Seyed M. Tabatabaei

Re-media-tion of Pardeh-Khani: Narrative Affordance of Scale in VR

This research revolves around two main questions; 1st. What are the medium-specificities of VR which could provide unique narrative instruments? 2nd. How could those elements benefit the revitalization of an Iranian traditional form of storytelling known as Pardeh-Khani (literally: reading off curtains/screens)?

Pardeh-Khani is a pictorial form of Naqqali (dramatic storytelling) which was overshadowed by the advent of cinema in Iran during the 1900s. (img.1)

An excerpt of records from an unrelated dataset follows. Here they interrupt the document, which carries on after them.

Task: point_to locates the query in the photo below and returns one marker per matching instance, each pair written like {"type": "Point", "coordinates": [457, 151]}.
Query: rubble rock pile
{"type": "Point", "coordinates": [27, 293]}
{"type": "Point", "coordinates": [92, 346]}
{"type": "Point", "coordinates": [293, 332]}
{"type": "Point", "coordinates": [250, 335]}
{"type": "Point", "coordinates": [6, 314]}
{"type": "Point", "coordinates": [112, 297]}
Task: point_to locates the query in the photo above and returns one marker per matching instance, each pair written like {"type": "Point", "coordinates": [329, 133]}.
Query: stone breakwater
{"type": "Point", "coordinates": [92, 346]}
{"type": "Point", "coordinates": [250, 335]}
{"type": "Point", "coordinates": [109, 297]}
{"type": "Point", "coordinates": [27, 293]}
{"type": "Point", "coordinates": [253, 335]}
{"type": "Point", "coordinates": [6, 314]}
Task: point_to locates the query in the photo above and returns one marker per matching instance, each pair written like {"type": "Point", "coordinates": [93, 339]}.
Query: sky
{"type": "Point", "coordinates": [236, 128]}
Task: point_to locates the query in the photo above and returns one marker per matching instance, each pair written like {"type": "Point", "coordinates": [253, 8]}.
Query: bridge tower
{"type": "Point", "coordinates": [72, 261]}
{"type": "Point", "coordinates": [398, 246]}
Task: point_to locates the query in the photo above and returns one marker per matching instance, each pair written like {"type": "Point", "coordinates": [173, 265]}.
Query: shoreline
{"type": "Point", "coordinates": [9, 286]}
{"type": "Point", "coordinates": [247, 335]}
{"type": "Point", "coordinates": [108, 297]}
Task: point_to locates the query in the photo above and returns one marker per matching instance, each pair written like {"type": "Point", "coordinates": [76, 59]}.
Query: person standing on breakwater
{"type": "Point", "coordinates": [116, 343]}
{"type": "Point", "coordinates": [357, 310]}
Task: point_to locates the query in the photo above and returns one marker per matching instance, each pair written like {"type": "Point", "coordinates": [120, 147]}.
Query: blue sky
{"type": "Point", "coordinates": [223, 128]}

Image.1 - Naqqali. | Naqqali is becoming entirely extinct and in 2008 it was inscribed on UNESCO's list of intangible heritage in need of urgent safeguarding. Retrieved from

Pardeh-Khani mainly relies on the 2D-framed illustrations and it encompasses spatial, interactive and linear narratives at once. The framelessness of the VR, its spatiality and all the characteristics that it borrows from the prior digital mediums makes it an effective host for the adaptation of Pardeh-Khani. The embodied perception of the cartesian coordinate system is where the medium-specificity of VR is investigated in this research. Particularly, study of the narrative possibilities that manipulation of scale and proportions allows in VR is the main objective of the research.

Reviewing a variety of literature about the notion of immersion and experiencing a wide range of VR contents were the very first steps taken which resulted in a framework which shaped the initial experimentation with the scale in VR. (img.2)

Image.2 | Scoping the Scale | Three small projects were done based upon the three pillars of the framework; 1st one explores the visceral effects of walking inside a Solar System gallery to scale. 2nd one focuses on the playful aspect of scale by inviting the players to enter multiple gates which either scale their sizes up or shrink them down. 3rd one examines the affective effects of encountering a 3D character in three different scales resembling the cinematic shot-framing language.

Exploration of different facets of the Iraninan traditional culture was the other phase of the research, conducted in three main avenues; architecture of Qahveh-Khaneh (traditional coffee houses) where the performance of Pardeh-Khani used to take place, 2nd. types and semiotics of Pardeh (illustrated curtains) and 3rd. characters and stories of Shahnameh (Book of Kings) which was a main source of narrative reference for Pardeh-Khani. Several graphs were drafted in order to visualize the connections between components of these categories and narrative layers stem from the notion of scale.(img.3)

Image.3 - Joining the Cultural and Narrative Goals | The main purpose of drafting the graphs was to bridge the cultural and narrative layers of the whole experience.

Dominance of the spatiality in this room-scale VR project heightened the significance of the architectural decisions. The goal was not only to replicate the typical features of a Qahveh-Khaneh but also to come up with a space that could afford a playful/narrative use of embodied transformations and scale in particular. Relativity (M.C. Escer, 1953) became the key inspiration for designing a labyrinthine architecture that well satisfied those requirements. Different navigational mechanics were designed at this stage and examined in multiple playtest sessions. (img.4,5)

Image.4 - Labyrinthine Qahveh-Khaneh  | The resulting museum-like space hosts various sizes of Pardeh and thus it brings about an interactive embodiment of scale along the navigation. Image.5 - Navigational Structure. Rules/restrictions applied were to make the spatial navigation smooth and meaningful and also mitigate the limitations of the physical room.

To bring a temporal structure, causality and intention to the experience, the story of Haft-Khan (seven labours of Rostam) was chosen from Shahnameh. It consists of a clear sequence of plots which could easily be translated into a spatial composition that guides the viewer throughout the journey. It is also full of human/non-human characters of various epic sizes and hence it supports the examination of the scale’s dramatic functions in VR. (img.6)

Image.6 - 2D/3D Artworks  | seven 2D artworks (Pardeh) illustrating the seven parts of Haft-Khan were scattered around the space. After interacting with each artwork visitor is awarded with a 3D artwork which portrays the key shot of the completed 2D Pardeh.

Image.7 - Exhibition Strategy: a) project poster [2D print 1], b) contextualizing information about Pardeh-Khani [screen 1], c) 2DArtworks/CharacterSheet/Haft-Khan synopsis & timeline [2D print 2] , d) graphs/documentations/snapshots [screen 2] e) 3D architecture [plywood maquette], f) 3DArtwork [3D print], g) process & final iteration [VR HMD1,2], h) VR real-time mirror [projector], i) VR-ready machines (PC 1,2)

Image.8 - Maquette  |  Making the physical model of the virtual space supports the idea of a research-exhibition by providing a gap for conversation before and after the VR experience. It also helps smoothing out the transition between physical and virtual by integrating the waiting time into the experience.